The usual complaints range from elitism (most of the restaurants are affordable only to the wealthy), sexism (this year’s list has only three restaurants led by women), and corruption (there are no rules against judges accepting free meals or travel from tourism boards). In Canada, we additionally complain about being left off the list entirely, an outrage that is hard to juggle with the above criticisms without seeming hypocritical. But our hallowed insecurity allows us to unironically grouse about not being members of a club we wouldn’t want to belong to.
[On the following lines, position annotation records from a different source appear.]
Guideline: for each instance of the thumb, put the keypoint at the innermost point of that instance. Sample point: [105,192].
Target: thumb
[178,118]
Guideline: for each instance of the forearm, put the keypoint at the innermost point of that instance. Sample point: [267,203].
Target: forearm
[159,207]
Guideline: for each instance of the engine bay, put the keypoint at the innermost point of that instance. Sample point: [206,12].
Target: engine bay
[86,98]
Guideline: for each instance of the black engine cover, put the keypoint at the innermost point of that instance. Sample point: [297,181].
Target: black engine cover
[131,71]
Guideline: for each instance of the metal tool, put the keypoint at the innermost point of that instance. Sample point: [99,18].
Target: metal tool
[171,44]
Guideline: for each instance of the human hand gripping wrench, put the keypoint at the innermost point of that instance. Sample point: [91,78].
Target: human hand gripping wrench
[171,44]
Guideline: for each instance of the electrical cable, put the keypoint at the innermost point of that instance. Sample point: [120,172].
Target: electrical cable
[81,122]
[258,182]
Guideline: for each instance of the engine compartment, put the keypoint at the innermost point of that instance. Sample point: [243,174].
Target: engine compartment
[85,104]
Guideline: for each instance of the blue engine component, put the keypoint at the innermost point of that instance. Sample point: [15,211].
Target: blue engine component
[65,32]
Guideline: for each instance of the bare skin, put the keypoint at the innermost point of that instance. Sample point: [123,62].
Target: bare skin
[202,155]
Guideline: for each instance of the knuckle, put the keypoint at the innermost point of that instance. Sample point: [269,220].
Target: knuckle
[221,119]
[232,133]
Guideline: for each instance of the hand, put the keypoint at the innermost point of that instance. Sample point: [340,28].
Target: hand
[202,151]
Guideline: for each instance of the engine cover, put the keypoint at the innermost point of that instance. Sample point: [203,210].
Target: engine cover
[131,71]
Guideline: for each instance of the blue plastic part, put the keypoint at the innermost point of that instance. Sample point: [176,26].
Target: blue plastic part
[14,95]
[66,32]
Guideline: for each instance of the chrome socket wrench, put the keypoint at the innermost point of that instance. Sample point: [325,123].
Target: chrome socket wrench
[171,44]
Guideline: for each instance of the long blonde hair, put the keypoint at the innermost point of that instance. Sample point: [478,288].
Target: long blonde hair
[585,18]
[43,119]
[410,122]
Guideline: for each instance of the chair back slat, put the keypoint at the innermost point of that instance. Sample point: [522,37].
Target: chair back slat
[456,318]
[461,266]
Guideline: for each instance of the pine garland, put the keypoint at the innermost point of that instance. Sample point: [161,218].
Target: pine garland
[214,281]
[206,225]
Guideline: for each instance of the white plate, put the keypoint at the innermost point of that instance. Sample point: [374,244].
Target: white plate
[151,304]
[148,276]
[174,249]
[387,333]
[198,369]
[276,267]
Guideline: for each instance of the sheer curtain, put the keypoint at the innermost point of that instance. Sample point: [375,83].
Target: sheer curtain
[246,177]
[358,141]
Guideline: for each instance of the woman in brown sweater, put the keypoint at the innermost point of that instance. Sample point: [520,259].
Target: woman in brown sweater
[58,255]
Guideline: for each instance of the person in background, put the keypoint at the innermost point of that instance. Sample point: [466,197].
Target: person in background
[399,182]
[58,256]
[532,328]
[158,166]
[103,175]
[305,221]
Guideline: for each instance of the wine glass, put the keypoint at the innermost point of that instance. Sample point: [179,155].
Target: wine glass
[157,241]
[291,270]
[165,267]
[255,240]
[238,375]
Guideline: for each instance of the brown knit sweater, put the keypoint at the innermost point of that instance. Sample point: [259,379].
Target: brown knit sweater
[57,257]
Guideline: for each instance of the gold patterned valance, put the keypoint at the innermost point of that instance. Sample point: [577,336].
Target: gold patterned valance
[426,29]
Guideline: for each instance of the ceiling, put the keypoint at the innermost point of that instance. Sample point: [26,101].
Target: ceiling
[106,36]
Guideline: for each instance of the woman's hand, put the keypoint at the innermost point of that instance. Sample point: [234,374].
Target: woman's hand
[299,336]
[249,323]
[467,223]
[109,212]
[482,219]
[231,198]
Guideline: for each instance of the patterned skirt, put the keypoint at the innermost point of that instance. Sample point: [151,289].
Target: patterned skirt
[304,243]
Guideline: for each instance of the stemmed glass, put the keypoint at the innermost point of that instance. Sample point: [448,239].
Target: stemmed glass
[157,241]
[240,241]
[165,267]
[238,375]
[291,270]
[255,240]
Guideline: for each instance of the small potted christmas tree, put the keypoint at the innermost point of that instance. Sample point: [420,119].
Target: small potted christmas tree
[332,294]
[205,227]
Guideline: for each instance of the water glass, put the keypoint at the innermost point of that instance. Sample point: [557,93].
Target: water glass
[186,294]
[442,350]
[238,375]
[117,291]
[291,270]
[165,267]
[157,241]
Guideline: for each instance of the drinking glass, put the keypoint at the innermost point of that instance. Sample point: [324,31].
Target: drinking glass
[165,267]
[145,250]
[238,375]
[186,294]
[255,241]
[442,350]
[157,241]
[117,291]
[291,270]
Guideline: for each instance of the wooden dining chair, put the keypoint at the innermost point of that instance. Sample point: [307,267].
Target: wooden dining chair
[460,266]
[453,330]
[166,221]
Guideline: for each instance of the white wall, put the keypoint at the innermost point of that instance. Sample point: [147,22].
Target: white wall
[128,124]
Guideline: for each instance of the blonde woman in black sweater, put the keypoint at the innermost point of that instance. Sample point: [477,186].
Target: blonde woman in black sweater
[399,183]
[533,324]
What is unfair, underneath the veneer of awards, and the steady flow of international reservation requests they come with, is an ugly economic reality. Because many of these temples of culinary artistry cannot function without the work of stagiaires, their unpaid labor force.
A stage (pronounced: stajh, taken from the French word for “trainee”) is like a cooking internship, and the practice is much more common in elite, destination restaurants than local faves. Some cooks do this for a few days, but often the unpaid work lasts for weeks or months; depending on the kitchen, a stage might see themselves chopping up produce for mise en place or running entire stations during a night’s dinner service. Ostensibly, a cook who has already been in the field a few years, is staging to learn, to absorb new skills and knowledge from the kitchen’s full-time staff — because to be the best, you’ve got to learn from the best. I know a chef who staged at the French Laundry in California, and he doesn’t regret the unpaid, 14-hour days for a minute. It made him who he is. And for those who are able to do this, the experience is figuratively priceless. But in a literal sense, it does have a cost.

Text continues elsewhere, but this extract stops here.